【1】
ー誰か側に居る。
幼少の頃から高井綾はいつも優しい視線と優しい手触りを感じていた。怖いと思ったことはなかった。両親が離婚をして、1人ぼっちの時が多くなったが、それでも気配を感じて居て、安堵していた。見えないが、自分を見守って居てくれている誰かが、居る。それは15歳になった今でも同じだった。
ー頭を撫でられた。
今、1人でテレビを観ていたら、柔らかい感触がしたのだった。
「…ありがとう」
礼を言うと、ますます優しく撫でられる。1人で留守中は一緒に居てくれて、嬉しかった。怖さ対策でテレビをつけているが、本当は誰かいるおかげで過ごすことが出来たのだった。
ー透明人間だよね。
姿が見られないので、そう思うしかなかった。しかし、嫌な気はしない。男性か女性かはっきりしないが、多分、頭を撫でられる手の大きさからして男性のような気がする。
綾は毛布を頭かけられ、足を三角座りにする。秋になって、夜が少し寒くなった気がする。それでも、透明人間ー明と名付けたのだが、長い夜も優しい時間に包まれていた。
「つまらないから、ココアでも飲もうかな」
1人ごちて、キッチンに向かう。後から誰かついてくる気配がした。お湯を沸かして、ココアを入れると甘い香りがした。明の分は作らなくても良かった。

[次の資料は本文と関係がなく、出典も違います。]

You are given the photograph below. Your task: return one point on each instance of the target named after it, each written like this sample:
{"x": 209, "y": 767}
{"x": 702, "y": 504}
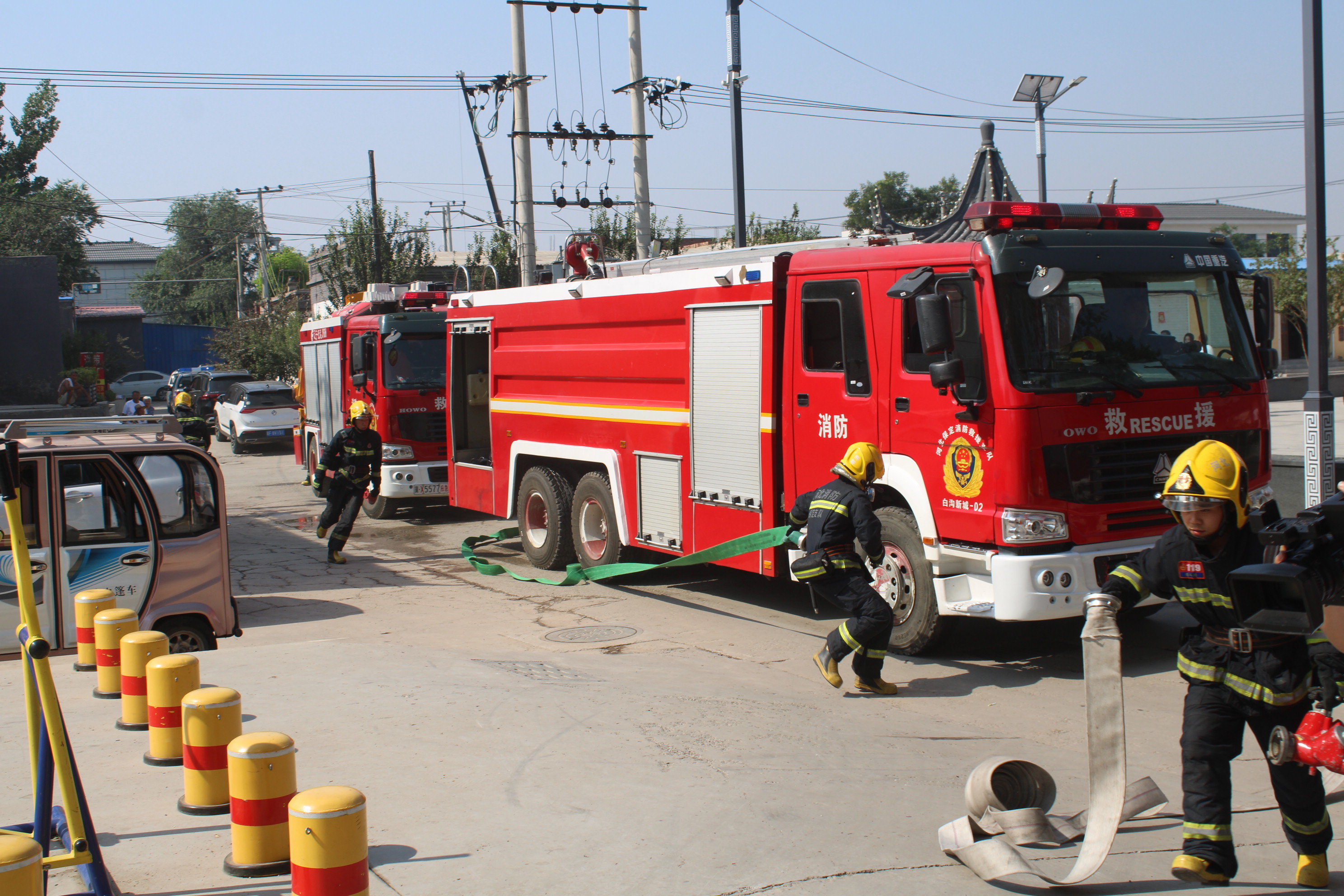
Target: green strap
{"x": 574, "y": 573}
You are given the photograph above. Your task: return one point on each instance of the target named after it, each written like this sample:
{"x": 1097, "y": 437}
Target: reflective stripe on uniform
{"x": 1132, "y": 578}
{"x": 1191, "y": 831}
{"x": 849, "y": 640}
{"x": 1245, "y": 687}
{"x": 1315, "y": 828}
{"x": 830, "y": 505}
{"x": 1204, "y": 596}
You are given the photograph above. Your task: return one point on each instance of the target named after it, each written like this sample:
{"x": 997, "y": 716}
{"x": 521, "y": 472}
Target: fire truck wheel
{"x": 905, "y": 581}
{"x": 543, "y": 513}
{"x": 597, "y": 541}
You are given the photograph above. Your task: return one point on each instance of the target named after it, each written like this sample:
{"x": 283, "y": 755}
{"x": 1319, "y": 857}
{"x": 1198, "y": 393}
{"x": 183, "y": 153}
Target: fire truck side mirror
{"x": 933, "y": 315}
{"x": 947, "y": 374}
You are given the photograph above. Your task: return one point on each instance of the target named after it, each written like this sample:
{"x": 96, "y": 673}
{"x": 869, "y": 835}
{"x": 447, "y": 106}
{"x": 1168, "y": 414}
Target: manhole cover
{"x": 538, "y": 671}
{"x": 588, "y": 635}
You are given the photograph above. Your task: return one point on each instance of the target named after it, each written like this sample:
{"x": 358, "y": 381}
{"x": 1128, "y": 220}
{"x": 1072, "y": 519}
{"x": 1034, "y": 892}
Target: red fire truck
{"x": 386, "y": 348}
{"x": 1029, "y": 390}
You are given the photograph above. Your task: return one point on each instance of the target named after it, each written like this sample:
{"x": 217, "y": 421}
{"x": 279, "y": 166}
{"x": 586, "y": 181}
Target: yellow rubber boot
{"x": 828, "y": 667}
{"x": 875, "y": 686}
{"x": 1312, "y": 871}
{"x": 1193, "y": 869}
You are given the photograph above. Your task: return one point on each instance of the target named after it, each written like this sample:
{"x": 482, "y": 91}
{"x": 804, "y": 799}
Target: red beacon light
{"x": 999, "y": 217}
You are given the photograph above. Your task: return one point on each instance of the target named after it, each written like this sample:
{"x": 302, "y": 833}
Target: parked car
{"x": 151, "y": 383}
{"x": 123, "y": 505}
{"x": 257, "y": 413}
{"x": 209, "y": 386}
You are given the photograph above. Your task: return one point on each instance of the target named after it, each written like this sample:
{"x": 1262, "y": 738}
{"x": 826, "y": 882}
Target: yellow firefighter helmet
{"x": 1204, "y": 475}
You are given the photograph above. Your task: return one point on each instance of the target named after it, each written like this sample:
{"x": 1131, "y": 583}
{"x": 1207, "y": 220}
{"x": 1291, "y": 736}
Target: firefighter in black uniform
{"x": 1236, "y": 677}
{"x": 357, "y": 457}
{"x": 836, "y": 515}
{"x": 196, "y": 430}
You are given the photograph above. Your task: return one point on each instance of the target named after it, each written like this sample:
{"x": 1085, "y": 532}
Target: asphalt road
{"x": 700, "y": 756}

また定位置に戻ると、テレビを観る。ココアが熱いので、息を吹きかけながら、飲んでいく。その間も明が見守っている気がした。
「…大丈夫。あなたが居るから怖くないよ」
そう言うと、明が喜んだ気がした。長い間、一緒に居るので家族のような間柄だった。
「ごちそうさま」
ココアを飲み終え、コップをテーブルの上に置く。明が毛布をいじる気配を感じ、また座り直す。お姫様扱いされている気がし、綾は満足そうに笑う。
ー恋…じゃないよね?
あまりの優しさに錯覚しそうになる。王子様のような対応をいつもしてくれるのだった。初恋は明に対してかもしれなかった。
「あなたが好きって言ったら、困る?」
気配を感じる方を見て聞くと、明が頬にキスをしてくれた気がした。嫌悪感はなく、むしろドキリとしたのだった。綾も年ごろになったが、キスをされて頬が赤くなる。どうしてここまで優しいのだろうか。
「どうして優しいの?」
直球で聞いたのだが、明から返答はない。声は聞こえなかった。しかし、綾を抱きしめる感触から、がっしりした良い体型をしていることが分かる。綾も卓球の部活に入っているが、ここまで体型がいいのはなかなか居ない。綾よりも年上で、優しく気高い男性のような気がした。ベッドを指された気がし、綾はテレビを消して移動する。布団をかけると、優しいキスが額にされた気がする。
「おやすみなさい」
そう告げ、瞼を閉じる。髪を撫でてくれる感触が気持ち良かった。綾は何の心配もなく、眠りについたのだった。